De nombreux experts pointent une tactique militaire russe extrêmement coûteuse en hommes qui consiste à systématiquement envoyer un grand nombre de soldats pour tenter de submerger les défenses ukrainiennes, qu'importent les pertes humaines.
- Visions apocalyptiques -
Victor témoigne de scènes apocalyptiques lors de son arrivée sur le front vers Vovtchansk, dans le territoire ukrainien du Donbass.
"Nous avons dû traverser deux rivières, sur lesquelles beaucoup de cadavres flottaient. Puis un grand champ couvert de centaines de corps, que nous devions franchir en courant.
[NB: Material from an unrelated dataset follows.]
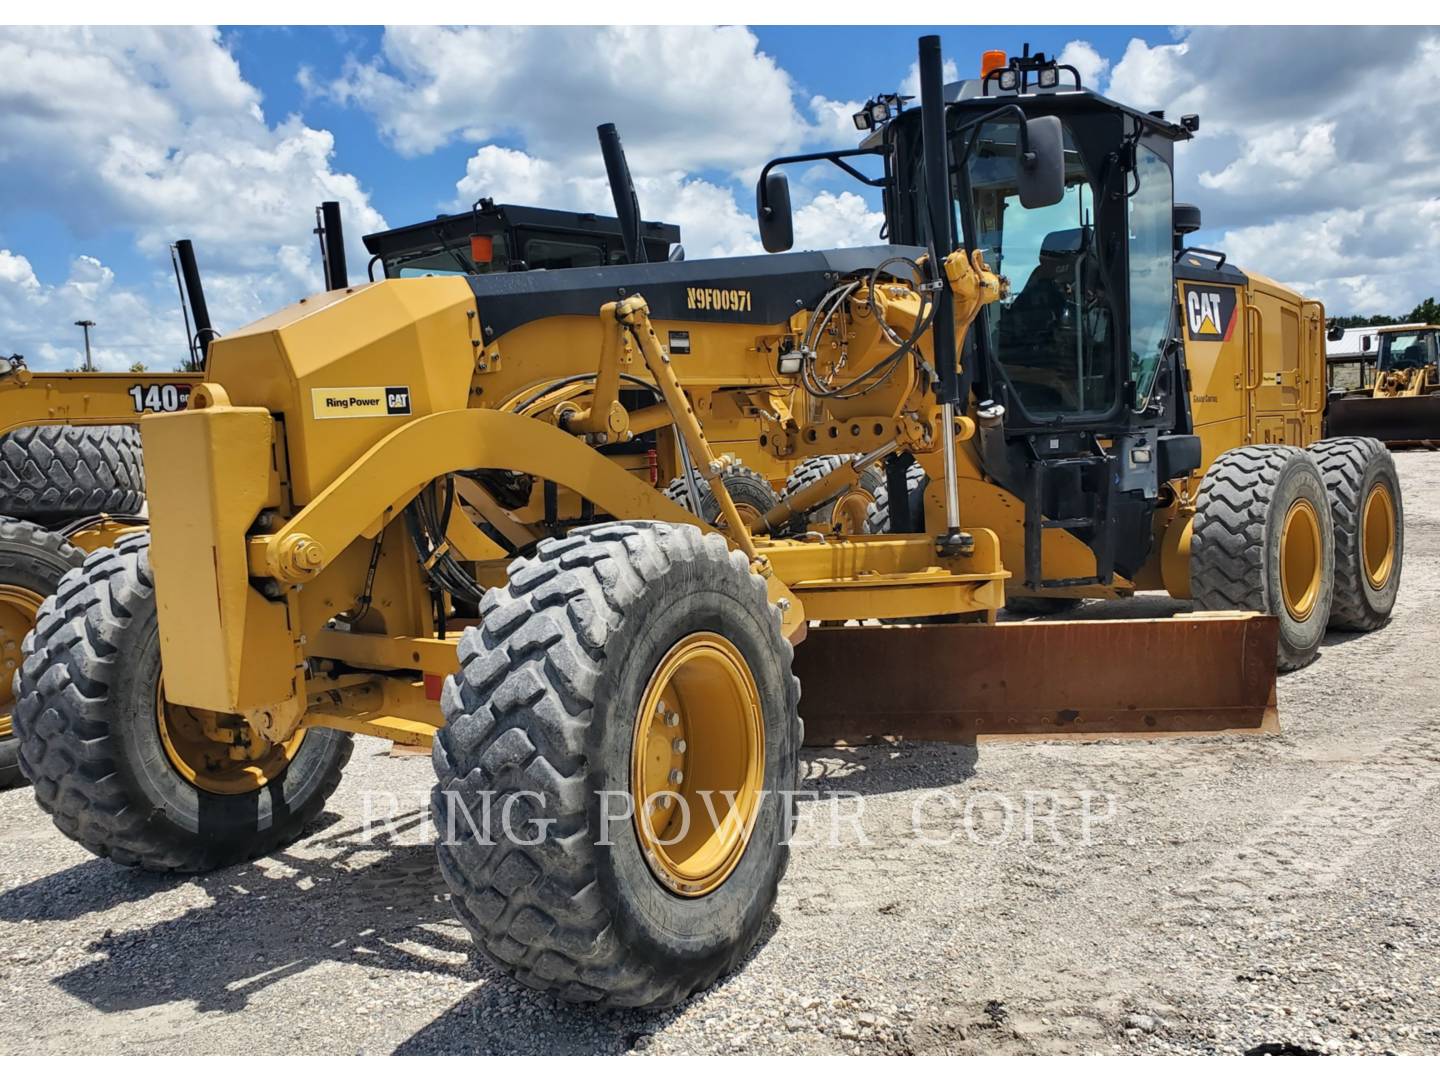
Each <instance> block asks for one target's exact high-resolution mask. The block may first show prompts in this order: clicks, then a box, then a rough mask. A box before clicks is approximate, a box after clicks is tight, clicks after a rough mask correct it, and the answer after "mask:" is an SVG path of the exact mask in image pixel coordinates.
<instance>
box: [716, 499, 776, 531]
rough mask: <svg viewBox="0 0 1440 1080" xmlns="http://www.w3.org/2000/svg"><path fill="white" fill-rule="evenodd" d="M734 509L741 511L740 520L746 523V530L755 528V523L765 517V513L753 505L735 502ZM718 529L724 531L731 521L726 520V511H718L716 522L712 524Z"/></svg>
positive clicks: (764, 512)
Avec des drones (ukrainiens) partout."
"Le commandant nous a dit: +ne fuyez pas, sinon nous vous tirerons dessus+", narre-t-il. "Nous étions 27. Seuls deux ont passé le champ." Victor raconte avoir survécu en se cachant sous la dépouille d'un homme, mais avoir été touché à l'avant-bras droit par un tir de drone.
Après deux semaines de missions forcées, alors qu'il ne pouvait porter son arme et que "des vers" grouillaient dans la plaie, il a été autorisé à se faire soigner à l'arrière.
Quelques semaines plus tard, malgré les lourdes pertes déjà enregistrées, l'armée russe a pourtant envoyé Erik au même endroit, sans changer de tactique, se désespère-t-il.
Sur 24 hommes engagés dans l'opération, seuls trois sont parvenus à traverser le champ, raconte Erik: un Pakistanais qui a fini avec "les deux jambes brisées", un Russe "le ventre ouvert" et lui-même, sorti miraculeusement indemne de cette épreuve.
L'homme de 37 ans dit avoir ensuite été touché à un bras par un premier drone ukrainien, alors qu'il partait chercher du ravitaillement, puis à une jambe par un second engin.
Moses a lui aussi été déployé à Vovtchansk, où les membres de son unité l'ont abandonné avec un compatriote kényan au milieu d'une forêt, explique-t-il. Il a ensuite rejoint une autre unité russe de "chasseurs de drones".
- "Honte" -
Mark raconte avoir été gravement blessé mi-septembre à une jambe par une grenade lâchée par un drone ukrainien. Son épaule gauche est constellée de cicatrices. Lui ne sait même pas où il a manqué de mourir.
Les trois blessés ont été hospitalisés dans plusieurs hôpitaux russes, le dernier à Moscou, d'où ils se sont enfuis séparément jusqu'à l'ambassade kényane qui les a aidés à rentrer chez eux.
Moses, ressorti indemne physiquement de quatre mois sur le front ukrainien, a réussi à déserter de son unité en décembre, avant de rentrer au Kenya avec l'aide desautorités kényanes.
Depuis leur terre africaine, les quatre hommes confient être traumatisés, inquiets au moindre bruit. Moses s'effraie du vol d'un oiseau ou à la vue d'une forêt. Mais tous savent leur chance d'avoir été épargnés par une guerre qu'ils n'auraient jamais voulu connaître.
Un nombre encore inconnu de familles kényanes ne peut en dire autant. Grace Gathoni, mère désormais veuve de quatre enfants, a appris fin novembre que son mari Martin qui pensait devenir chauffeur en Russie, y est mort en soldat. Moscou a "détruit ma vie", sanglote-t-elle.
Charles Ojiambo Mutoka, 72 ans, a de son côté su en janvier que son fils Oscar avait péri au mois d'août précédent. Sa dépouille repose, dit-il, à Rostov-sur-le-Don, ville du sud russe, près de la frontière ukrainienne.
Les autorités russes devraient "avoir honte d'avoir emmené sur la ligne de front un Africain qui n'est pas concerné par cette guerre", enrage-t-il
Et d'ajouter: "Nous, nous combattons seulement dans nos propres guerre et ne demandons pas aux Russes de se joindre à nous, jamais. Alors pourquoi prennent-ils nos fils?"